Desde logo, o advogado contesta que a juíza tenha pedido ao jovem, durante uma das sessões, para escrever um excerto do alegado plano para matar 60 pessoas que levava consigo na mochila no dia do ataque. A juíza ditou parte do documento, explica Proença, o jovem escreveu. Quis assim o tribunal fazer um “exame directo” à letra do jovem, comparando os dois documentos — já que o rapaz não quis falar sobre os factos.

Pedro Proença pede a nulidade do acórdão por causa disso. Diz que no seu recurso alega que estão em causa “direitos elementares" de defesa, porque não só o seu cliente não foi informado dos resultados desse exame, para efeitos de exercício do direito ao contraditório, como o tribunal não cita o dito exame para fundamentar a sua convicção de que foi o jovem que escreveu o “plano do massacre”.

Recorde-se que quando a polícia o deteve, já na rua, o jovem tinha consigo uma folha A4 em que descrevia um plano para matar 60 pessoas e imitar um massacre, como o de Columbine, nos Estados Unidos. Um plano que terá sido feito com outro colega da escola. Foi isso que contou quando, pouco depois de ser detido, foi ouvido no primeiro interrogatório judicial, em declarações que foram gravadas sem que alguém lhe tenha dito, segundo Pedro Proença, que poderiam ser usadas em tribunal. Este é outro dos pontos essenciais do recurso: o tribunal decidiu decretar uma medida de internamento de dois anos e meio em regime fechado tendo em conta uma audição de declarações que, diz Pedro Proença, não poderia ter acontecido, por violar a lei.

Foi há quase dois meses (4 de Fevereiro) que o Tribunal de Família e Menores de Sintra determinou que o jovem de Massamá deverá ficar internado num centro educativo mais dois anos e meio — para além dos três meses que já levava de internamento. Três crimes de homicídio qualificado na forma tentada e a um crime de detenção de arma proibida foram dados como provados. Caíram, entre outras, a acusação de terrorismo.

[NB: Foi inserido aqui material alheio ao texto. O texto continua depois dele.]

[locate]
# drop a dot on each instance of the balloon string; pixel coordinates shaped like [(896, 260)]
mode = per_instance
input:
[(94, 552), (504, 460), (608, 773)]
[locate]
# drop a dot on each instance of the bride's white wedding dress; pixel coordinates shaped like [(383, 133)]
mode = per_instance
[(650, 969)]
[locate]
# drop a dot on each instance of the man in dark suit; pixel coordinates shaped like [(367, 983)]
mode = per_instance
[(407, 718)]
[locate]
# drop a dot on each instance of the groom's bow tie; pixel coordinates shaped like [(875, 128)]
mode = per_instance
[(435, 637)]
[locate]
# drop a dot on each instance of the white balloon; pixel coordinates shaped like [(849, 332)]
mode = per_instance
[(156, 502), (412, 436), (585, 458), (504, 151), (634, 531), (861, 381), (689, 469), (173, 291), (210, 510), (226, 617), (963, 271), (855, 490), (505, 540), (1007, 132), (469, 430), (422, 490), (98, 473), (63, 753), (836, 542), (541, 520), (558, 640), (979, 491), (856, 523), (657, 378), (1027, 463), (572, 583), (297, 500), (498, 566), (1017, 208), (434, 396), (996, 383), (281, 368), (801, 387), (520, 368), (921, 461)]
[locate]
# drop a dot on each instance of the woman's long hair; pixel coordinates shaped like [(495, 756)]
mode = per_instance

Pedro Proença apresentou recurso, este foi aceite no dia 18 de Fevereiro e, em declarações ao PÚBLICO, o advogado explica, pela primeira vez, no que é que se baseia para pedir uma revisão da medida a que o jovem foi sujeito. De resto, aguarda que ainda esta semana o Tribunal da Relação decida — uma vez que, diz, aquele “tinha 15 dias para se pronunciar mas já passou um mês”, sendo que o tempo que, entretanto, o jovem leva de internamento não será contabilizado se o recurso não for aceite. Ou seja, os dois anos e meio de “castigo” só passarão a contar depois da Relação dizer o que fará agora.

“Falha de avaliação”
O recurso contesta aquilo que o tribunal considerou como provado, a começar pela intenção de matar (todos os golpes nas vítimas foram ligeiros, apesar da dimensão da faca, 11,5 centímetros) e contesta também aquilo que se considera ser um errada avaliação da personalidade do jovem.

O tribunal teve em conta um relatório pericial realizado apenas por um psicólogo forense que trabalha no centro onde o jovem está internado e não por um pedopsiquiatra como, por várias vezes, o advogado pediu que acontecesse. Ora, prossegue Pedro Proença, tendo em conta que o próprio tribunal reconheceu que o jovem tem características que exigem uma intervenção imediata, nomeadamente ao nível da pedopsiquiatria, o tribunal “arriscou” tomar uma decisão que por “falha de avaliação no plano da saúde mental” poderá pôr em risco a integridade física do menor.

O advogado pede, em suma, que o jovem seja absolvido dos crimes de homicídio qualificado na forma tentada e que lhe seja aplicada uma medida em regime semi-aberto, de forma a poder ter contacto com os pais, sendo acompanhado por especialistas da área da psicologia e da pedopsiquiatria.

Depois da sentença, o rapaz teve uma “crise aguda de depressão”, nas palavras de Pedro Proença, na altura. Hoje está melhor. Tem estado “ansioso”, enquanto não se conhecem os resultados do recurso, mas tem “bom comportamento e bom aproveitamento escolar”.